The Bill contains a definition of “legally qualified” in paragraph 6 of schedule 6. Lady Justice Smith noted and commended that definition in oral evidence, at column 39. In Committee, my hon. Friend the Member for Rugby and Kenilworth (Jeremy Wright), who is not in the Chamber but has been assiduous in his attendance of our proceedings, made the excellent point that a legally qualified chairman would need not only legal experience but judicial experience. It is important to reflect on that.

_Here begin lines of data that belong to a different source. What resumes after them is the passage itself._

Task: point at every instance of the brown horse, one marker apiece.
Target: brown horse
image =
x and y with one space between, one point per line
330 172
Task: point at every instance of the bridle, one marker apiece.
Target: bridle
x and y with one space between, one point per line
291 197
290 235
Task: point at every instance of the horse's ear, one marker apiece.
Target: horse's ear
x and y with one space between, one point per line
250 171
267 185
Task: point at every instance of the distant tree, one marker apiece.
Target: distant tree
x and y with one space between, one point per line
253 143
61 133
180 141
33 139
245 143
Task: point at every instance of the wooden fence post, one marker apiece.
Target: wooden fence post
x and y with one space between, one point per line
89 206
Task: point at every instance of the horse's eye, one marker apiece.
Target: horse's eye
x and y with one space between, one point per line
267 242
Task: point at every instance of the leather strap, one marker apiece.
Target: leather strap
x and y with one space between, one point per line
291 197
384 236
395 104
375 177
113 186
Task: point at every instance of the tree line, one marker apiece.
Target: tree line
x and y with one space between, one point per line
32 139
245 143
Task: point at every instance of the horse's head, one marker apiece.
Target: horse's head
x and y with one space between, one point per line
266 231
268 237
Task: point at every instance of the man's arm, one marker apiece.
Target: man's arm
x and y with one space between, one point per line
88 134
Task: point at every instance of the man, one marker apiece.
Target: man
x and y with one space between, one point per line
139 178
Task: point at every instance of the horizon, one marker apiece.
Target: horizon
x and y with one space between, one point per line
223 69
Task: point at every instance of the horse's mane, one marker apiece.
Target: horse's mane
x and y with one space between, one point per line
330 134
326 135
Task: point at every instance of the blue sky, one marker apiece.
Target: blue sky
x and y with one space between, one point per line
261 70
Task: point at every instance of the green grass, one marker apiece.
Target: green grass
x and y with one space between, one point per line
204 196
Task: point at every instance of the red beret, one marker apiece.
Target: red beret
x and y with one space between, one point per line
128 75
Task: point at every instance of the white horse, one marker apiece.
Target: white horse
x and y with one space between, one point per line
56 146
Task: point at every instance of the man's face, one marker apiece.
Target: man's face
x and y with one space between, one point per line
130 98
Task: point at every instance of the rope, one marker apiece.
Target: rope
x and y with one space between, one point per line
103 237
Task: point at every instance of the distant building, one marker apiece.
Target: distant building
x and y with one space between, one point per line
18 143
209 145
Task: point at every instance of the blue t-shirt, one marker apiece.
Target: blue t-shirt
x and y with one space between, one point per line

Having taken considerable advice, I had hoped that as Government amendment No. 23 went some way to making a concession on the grounds that we have advanced, I would not have to oppose it. However, I wanted to put amendment No. 85 to the vote, because what it contains is right and many outside this place would like to see it tested. Unfortunately, I am told, on the advice of the Clerks, that I cannot do that, which is much to be regretted. Procedure has overwhelmed what is a fair point, which should be available for testing. However, having put that difficulty on the record, I hope that it will be seen by those in another place who are exercised by such things. Many of them regard themselves as legally qualified and as having judicial experience. They will think that it is important to envisage how these significant proceedings will work, because they could be vital to protect patients and the public.

Mr. Jim Devine (Livingston) (Lab): I am one of those individuals who has such experience. Does the hon. Gentleman?